The leadzyme is a small ribozyme, derived from in vitro selection, which catalyzes site specific, Pb(2+)-dependent RNA cleavage. Pb(2+) is required for activity; Mg(2+) inhibits activity, while many divalent and trivalent ions enhance it. The leadzyme structure consists of an RNA duplex interrupted by a trinucleotide bulge. Here, crystal structures determined to 1.8 A resolution, both with Mg(2+) as the sole divalent counterion and with Mg(2+) and Sr(2+) (which mimics Pb(2+) with respect to binding but not catalysis), reveal the metal ion interactions with both the ground state and precatalytic conformations of the leadzyme. Mg(H(2)O)(6)(2+) ions bridge complementary strands of the duplex at multiple locations by binding tandem purines of one RNA strand in the major groove. At one site, Mg(H(2)O)(6)(2+) ligates the phosphodiester backbone of the trinucleotide bulge in the ground state conformation, but not in the precatalytic conformation, suggesting (a) Mg(2+) may inhibit leadzyme activity by stabilizing the ground state and (b) metal ions which displace Mg(2+) from this site may activate the leadzyme.

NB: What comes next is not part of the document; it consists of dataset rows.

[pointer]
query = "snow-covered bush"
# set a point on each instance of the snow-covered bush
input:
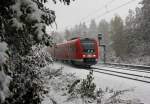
(27, 84)
(86, 87)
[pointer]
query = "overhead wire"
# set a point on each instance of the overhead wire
(97, 10)
(105, 13)
(113, 9)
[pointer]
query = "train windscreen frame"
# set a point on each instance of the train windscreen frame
(88, 45)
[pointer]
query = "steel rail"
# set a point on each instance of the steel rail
(99, 70)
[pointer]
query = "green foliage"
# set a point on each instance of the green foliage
(86, 87)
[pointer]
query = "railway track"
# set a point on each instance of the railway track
(122, 67)
(127, 72)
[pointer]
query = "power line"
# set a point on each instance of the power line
(113, 9)
(97, 10)
(107, 12)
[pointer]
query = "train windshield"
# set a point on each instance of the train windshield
(88, 45)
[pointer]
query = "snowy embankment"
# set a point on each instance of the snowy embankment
(58, 93)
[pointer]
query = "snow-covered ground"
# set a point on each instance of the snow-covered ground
(141, 90)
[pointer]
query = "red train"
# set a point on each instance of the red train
(79, 51)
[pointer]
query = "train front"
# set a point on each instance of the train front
(89, 51)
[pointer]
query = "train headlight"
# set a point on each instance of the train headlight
(94, 55)
(84, 55)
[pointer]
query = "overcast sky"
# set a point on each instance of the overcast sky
(81, 11)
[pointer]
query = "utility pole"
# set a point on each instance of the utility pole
(102, 46)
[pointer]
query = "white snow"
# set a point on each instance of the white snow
(141, 91)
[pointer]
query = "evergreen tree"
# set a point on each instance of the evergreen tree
(117, 36)
(22, 25)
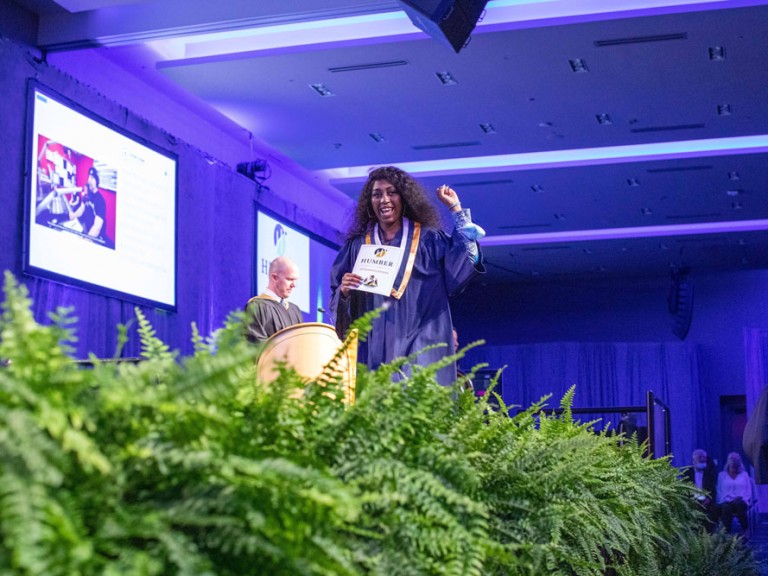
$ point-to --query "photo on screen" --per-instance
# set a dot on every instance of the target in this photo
(100, 206)
(75, 193)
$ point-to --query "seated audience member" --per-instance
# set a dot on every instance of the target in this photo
(270, 312)
(734, 493)
(703, 474)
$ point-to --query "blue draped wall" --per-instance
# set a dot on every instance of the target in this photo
(606, 375)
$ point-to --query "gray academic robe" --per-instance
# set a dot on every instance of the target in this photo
(265, 316)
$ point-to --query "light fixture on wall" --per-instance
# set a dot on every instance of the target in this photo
(255, 169)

Binding of Sr(2+) to the presumed catalytic Pb(2+) site in the precatalytic leadzyme induces local structural changes in a manner that would facilitate alignment of the catalytic ribose 2'-hydroxyl with the scissile bond for cleavage. These data support a model wherein binding of a catalytic ion to a precatalytic conformation of the leadzyme, in conjunction with the flexibility of the trinucleotide bulge, may facilitate structural rearrangements around the scissle phosphodiester bond favoring configurations that allow bond cleavage.